General Works and Bibliographical Essays
Recent synthetic works on Latin America’s urban history are relatively few, a fact that perhaps reflects the field’s sprawling and fragmented evolution. For the colonial period, Morse 1984 creatively synthesizes the then-extant historiography. Hoberman and Socolow 1986 contains an array of strong social history essays. Gilbert 1994 provides a good undergraduate-level introduction to demographic, spatial, and political history from the mid-20th century to 1990s. Modernists may garner the most from successive generations of historiographical essays: Scobie 1986, a contribution on demographic and social history; de Oliveira and Roberts 1994, an essay on the impact of mass urbanization and industrialization on urban social structures; Armus and Lear 1998, a brief but sweeping piece on Latin America’s urban historiography; and Rosenthal 2000, an intelligent reflection on public space in Latin American urban historiography. Almandoz Marte 2008 returns to the tradition of Richard Morse, providing a sweeping overview of Latin American intellectual production with its own historiographical compass.
Almandoz Marte, Arturo. Entre libros de historia urbana: Para una historiografia de la ciudad y del urbanismo en América Latina. Caracas, Venezuela: Equinoccio-Universidad Simón Bolívar, 2008.
A welcome recent reflection on Latin America’s urban historiography. Almandoz focuses mainly on Spanish America (with some attention to Brazil) and highlights the historiography’s embeddedness in international intellectual currents.
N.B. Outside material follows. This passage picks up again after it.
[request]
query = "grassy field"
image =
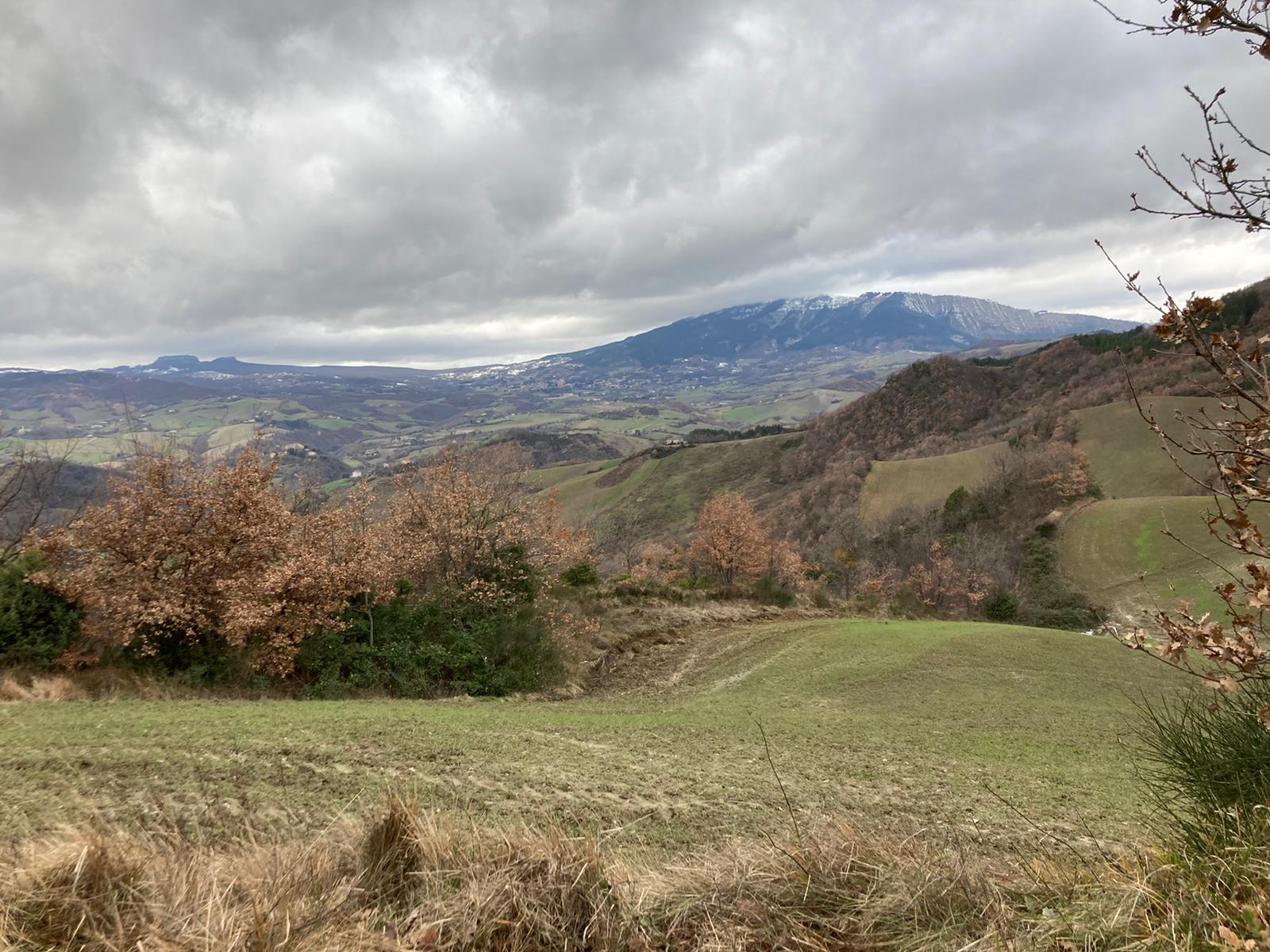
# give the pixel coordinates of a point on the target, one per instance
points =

A strong introduction to classic works by scholars such as Jorge Hardoy, Richard Morse, José Luis Romero, and Roberto Segre, as well as an insightful critical analysis of more recent scholarship.
Armus, Diego, and John Lear. “The Trajectory of Latin American Urban History.” Journal of Urban History 24.3 (1998): 291–301.
DOI: 10.1177/009614429802400301
Brief but comprehensive, this article traces the trajectory of Latin American urban history, in the process interrogating its coherence as a field of study. Armus and Lear’s incorporation of the early phases of the recent boom in urban cultural history is especially useful, as is their periodization of the field.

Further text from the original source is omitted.